Cultura
O eterno retorno de Macbeth
A estreia do filme dirigido por Joel Coen na AppleTV+ chama a atenção para outras três versões da obra clássica


Shakespeare é hoje um autor mais famoso do que lido. Macbeth, uma de suas principais obras, fala de um passado que poucos sabem localizar. Mesmo assim, o filme A Tragédia de Macbeth, que estreou na AppleTV+, deve concorrer a um punhado de Oscar, o que levará um tanto de gente a querer vê-lo.
Se ler suas obras exige bastante esforço, consumir as ideias e a visão que Shakespeare teve dos homens e do poder é mais fácil. Qualquer filme de super-herói ou mesmo de heróis comuns comporta mais influências do autor britânico do que sonha a nossa vã filosofia.

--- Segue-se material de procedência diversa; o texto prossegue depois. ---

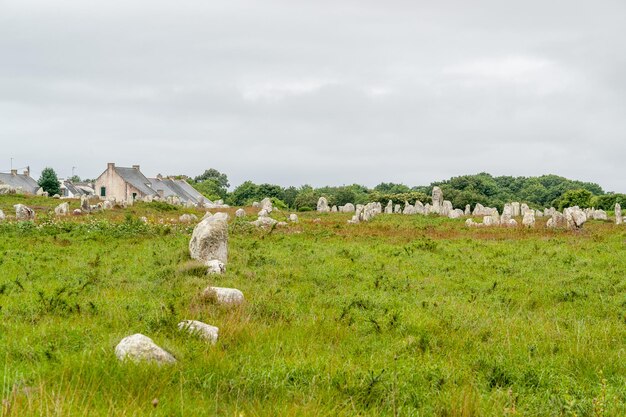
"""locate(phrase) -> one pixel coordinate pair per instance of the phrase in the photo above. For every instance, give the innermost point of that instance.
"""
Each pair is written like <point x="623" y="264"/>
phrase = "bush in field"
<point x="581" y="198"/>
<point x="49" y="181"/>
<point x="607" y="201"/>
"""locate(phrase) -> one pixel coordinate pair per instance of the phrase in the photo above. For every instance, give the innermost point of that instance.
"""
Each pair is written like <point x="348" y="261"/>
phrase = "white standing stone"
<point x="209" y="239"/>
<point x="188" y="218"/>
<point x="222" y="295"/>
<point x="62" y="209"/>
<point x="575" y="217"/>
<point x="516" y="209"/>
<point x="529" y="218"/>
<point x="348" y="208"/>
<point x="203" y="330"/>
<point x="437" y="197"/>
<point x="266" y="204"/>
<point x="600" y="215"/>
<point x="322" y="205"/>
<point x="139" y="348"/>
<point x="24" y="213"/>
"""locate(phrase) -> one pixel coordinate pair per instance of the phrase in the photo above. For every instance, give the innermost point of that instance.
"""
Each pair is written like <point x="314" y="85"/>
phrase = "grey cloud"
<point x="325" y="92"/>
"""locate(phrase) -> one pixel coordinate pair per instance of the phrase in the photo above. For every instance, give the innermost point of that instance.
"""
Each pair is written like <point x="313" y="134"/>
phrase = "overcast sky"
<point x="320" y="92"/>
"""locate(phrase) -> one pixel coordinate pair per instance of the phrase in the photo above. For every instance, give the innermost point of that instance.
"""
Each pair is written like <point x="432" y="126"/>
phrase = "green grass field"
<point x="405" y="315"/>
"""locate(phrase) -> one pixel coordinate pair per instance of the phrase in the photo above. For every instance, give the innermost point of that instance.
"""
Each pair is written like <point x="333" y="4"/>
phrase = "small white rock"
<point x="215" y="267"/>
<point x="141" y="348"/>
<point x="205" y="331"/>
<point x="225" y="295"/>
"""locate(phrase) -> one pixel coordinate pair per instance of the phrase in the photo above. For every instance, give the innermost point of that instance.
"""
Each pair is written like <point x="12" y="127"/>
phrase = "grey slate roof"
<point x="135" y="178"/>
<point x="72" y="188"/>
<point x="24" y="182"/>
<point x="179" y="188"/>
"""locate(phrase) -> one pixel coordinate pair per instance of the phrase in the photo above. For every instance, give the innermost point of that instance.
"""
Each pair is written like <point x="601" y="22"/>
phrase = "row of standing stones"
<point x="571" y="218"/>
<point x="209" y="245"/>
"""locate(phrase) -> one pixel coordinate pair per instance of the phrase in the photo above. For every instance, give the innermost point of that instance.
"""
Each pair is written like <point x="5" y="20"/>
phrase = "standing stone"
<point x="556" y="220"/>
<point x="24" y="213"/>
<point x="203" y="330"/>
<point x="455" y="214"/>
<point x="348" y="208"/>
<point x="529" y="218"/>
<point x="266" y="204"/>
<point x="140" y="348"/>
<point x="187" y="218"/>
<point x="437" y="197"/>
<point x="516" y="209"/>
<point x="209" y="239"/>
<point x="600" y="215"/>
<point x="575" y="217"/>
<point x="62" y="209"/>
<point x="85" y="207"/>
<point x="322" y="205"/>
<point x="523" y="209"/>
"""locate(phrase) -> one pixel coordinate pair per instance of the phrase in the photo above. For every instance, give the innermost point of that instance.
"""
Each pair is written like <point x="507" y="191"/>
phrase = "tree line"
<point x="538" y="192"/>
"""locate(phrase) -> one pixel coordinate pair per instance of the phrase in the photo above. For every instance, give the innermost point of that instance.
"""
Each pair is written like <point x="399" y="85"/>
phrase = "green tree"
<point x="49" y="181"/>
<point x="215" y="175"/>
<point x="580" y="197"/>
<point x="244" y="194"/>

Ambição e ganância são temas que não envelhecem. E a tirania, a crença de que quem tem poder tudo pode, voltou com uma força que até há pouco ninguém imaginaria. A Tragédia de Macbeth embala esses tópicos em um filme que é histórico sem deixar de ser contemporâneo.
Escrito e dirigido por Joel Coen, no primeiro trabalho sem o irmão Ethan, A Tragédia de Macbeth enfatiza a magnitude do texto, mas não ostenta a solenidade característica desse tipo de produção. Embora a poesia shakespeariana ressoe a cada diálogo, nunca parece que estamos vendo atores declamando um texto nobre.
Duas escolhas de Coen são decisivas para alcançar esse efeito. Todas as interpretações são em um tom baixo, o que faz as palavras ganharem corpo e vida na respiração dos atores, e a elaborada composição visual cria um imaginário apropriado para atrair o público de uma época em que as imagens convencem mais que as palavras.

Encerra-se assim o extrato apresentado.